– Słucham?! – Fiona nie miała pewności, czy dobrze usłyszała.

– Powiedziałem, że kobiety nie płacą za rzeczy! – Ace odwrócił się do Fiony. – Przynajmniej za moje rzeczy. To nas donikąd nie zaprowadzi. Skończyłaś już z tymi krewetkami? Umiałabyś przygotować sałatkę? Czy dostrzegłaś jakikolwiek związek między nami?

Uniosła ręce, żeby przerwać ten potok pytań.

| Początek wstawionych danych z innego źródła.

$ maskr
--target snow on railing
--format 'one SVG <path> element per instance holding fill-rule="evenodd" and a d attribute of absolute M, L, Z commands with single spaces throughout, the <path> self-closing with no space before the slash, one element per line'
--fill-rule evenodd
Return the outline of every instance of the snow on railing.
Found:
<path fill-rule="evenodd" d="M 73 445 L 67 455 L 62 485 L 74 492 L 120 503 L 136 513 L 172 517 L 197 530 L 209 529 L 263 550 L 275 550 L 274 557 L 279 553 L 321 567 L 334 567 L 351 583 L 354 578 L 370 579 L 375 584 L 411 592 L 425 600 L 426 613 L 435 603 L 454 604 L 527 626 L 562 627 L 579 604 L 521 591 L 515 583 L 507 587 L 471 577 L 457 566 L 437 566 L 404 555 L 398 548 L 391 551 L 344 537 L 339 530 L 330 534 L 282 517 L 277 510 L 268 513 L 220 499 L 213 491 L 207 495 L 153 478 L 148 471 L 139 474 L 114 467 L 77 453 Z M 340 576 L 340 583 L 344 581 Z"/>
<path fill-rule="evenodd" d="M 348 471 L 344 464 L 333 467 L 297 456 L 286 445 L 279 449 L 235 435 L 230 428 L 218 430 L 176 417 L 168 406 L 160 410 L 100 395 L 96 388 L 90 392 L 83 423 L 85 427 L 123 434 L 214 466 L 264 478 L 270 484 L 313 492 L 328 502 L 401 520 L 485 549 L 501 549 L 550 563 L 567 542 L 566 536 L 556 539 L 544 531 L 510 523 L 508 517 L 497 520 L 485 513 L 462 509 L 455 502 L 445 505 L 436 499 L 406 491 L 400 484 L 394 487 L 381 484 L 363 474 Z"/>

– Czy wiesz, że masz mentalność neandertalczyka? I owszem, skończyłam te cholerne krewetki, a jedyny związek, jaki widzę między nami, to fakt, że nie byliśmy wychowywani przez rodziców.

– A co z sałatką?

Nie zadała sobie trudu, żeby odpowiedzieć, tylko wyciągnęła rękę po nóż i zieleninę. Posiekała jarzyny na papierowym ręczniku. Przez chwilę milczeli oboje.

– No, dobrze – przerwał ciszę Ace. – W takim razie porównajmy, kto kiedy gdzie był. W dzienniku powiedzieli, że trzykrotnie zatrzymaliśmy się w tym samym hotelu. Dokąd wyjeżdżałaś w ciągu ostatniego roku?

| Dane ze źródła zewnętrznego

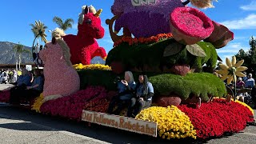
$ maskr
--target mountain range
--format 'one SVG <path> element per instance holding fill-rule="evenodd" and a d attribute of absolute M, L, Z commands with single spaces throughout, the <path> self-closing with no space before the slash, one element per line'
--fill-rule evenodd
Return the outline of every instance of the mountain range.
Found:
<path fill-rule="evenodd" d="M 18 62 L 18 57 L 14 50 L 14 46 L 16 45 L 16 43 L 10 42 L 0 42 L 0 64 L 15 64 Z M 24 48 L 31 50 L 31 47 L 24 46 Z M 32 55 L 28 53 L 22 54 L 21 63 L 34 63 Z M 105 64 L 105 61 L 100 57 L 95 57 L 91 60 L 90 63 Z"/>

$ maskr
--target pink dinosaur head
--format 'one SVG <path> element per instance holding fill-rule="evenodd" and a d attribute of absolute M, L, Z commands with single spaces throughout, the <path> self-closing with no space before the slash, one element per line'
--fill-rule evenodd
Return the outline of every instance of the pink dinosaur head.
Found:
<path fill-rule="evenodd" d="M 102 10 L 98 10 L 96 14 L 90 13 L 86 6 L 85 14 L 81 14 L 79 16 L 78 35 L 97 39 L 103 38 L 104 29 L 101 25 L 102 22 L 99 18 L 101 12 Z"/>

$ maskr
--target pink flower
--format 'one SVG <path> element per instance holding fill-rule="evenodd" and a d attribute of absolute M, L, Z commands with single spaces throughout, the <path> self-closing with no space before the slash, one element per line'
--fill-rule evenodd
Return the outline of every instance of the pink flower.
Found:
<path fill-rule="evenodd" d="M 208 38 L 214 28 L 212 21 L 204 13 L 191 7 L 174 9 L 170 19 L 174 38 L 187 45 Z"/>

Fiona przez dłuższą chwilę przypominała sobie, gdzie była w ubiegłym roku, bo często podróżowała – zawsze były to podróże służbowe, związane z Kimberly.

– Właśnie dlatego ten wyjazd na Florydę jest taki dziwny powiedziała. – Zajmuję się u Davidsona wyłącznie Kimberly. Niczym więcej. Tylko Kimberly. Kompletnie nic nie wiem o jakimś tam teksaskim programie telewizyjnym dla dzieci. Dlaczego ten człowiek domagał się, żebym to ja mu towarzyszyła w wyprawie na ryby?

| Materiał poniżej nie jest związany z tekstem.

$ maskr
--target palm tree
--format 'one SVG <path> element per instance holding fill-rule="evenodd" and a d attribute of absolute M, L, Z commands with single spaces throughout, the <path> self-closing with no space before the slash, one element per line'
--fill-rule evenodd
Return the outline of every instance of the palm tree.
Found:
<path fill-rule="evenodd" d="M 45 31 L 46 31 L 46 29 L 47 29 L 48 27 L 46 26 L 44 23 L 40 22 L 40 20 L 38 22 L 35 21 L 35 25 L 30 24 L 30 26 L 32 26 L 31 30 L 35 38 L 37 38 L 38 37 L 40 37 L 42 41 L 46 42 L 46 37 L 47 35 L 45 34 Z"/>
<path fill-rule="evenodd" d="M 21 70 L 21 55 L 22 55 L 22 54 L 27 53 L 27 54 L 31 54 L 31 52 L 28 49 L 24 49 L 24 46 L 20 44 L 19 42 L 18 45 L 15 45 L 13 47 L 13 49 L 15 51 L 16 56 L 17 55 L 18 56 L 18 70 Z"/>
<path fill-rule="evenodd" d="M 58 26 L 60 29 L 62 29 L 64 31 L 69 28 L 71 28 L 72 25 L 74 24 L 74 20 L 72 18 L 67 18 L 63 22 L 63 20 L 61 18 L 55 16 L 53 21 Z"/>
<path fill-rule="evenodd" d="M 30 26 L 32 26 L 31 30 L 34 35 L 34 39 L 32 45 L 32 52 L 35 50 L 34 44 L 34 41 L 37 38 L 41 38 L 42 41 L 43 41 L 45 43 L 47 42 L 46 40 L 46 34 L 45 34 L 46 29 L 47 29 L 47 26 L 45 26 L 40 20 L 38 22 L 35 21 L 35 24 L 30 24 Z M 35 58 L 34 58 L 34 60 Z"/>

– A jesteś pewna, że chodziło mu właśnie o ciebie? Prosił o ciebie, wymieniając nazwisko?

– Tak. A jak było z tobą?

– Tak samo. Ale w moim przypadku to miało sens, bo Roy twierdził, że chce ofiarować jakąś dotację na Kendrick Park.

– Nie wspomniał tylko, że dostaniesz te pieniądze po jego trupie. – Fiona skrzywiła się.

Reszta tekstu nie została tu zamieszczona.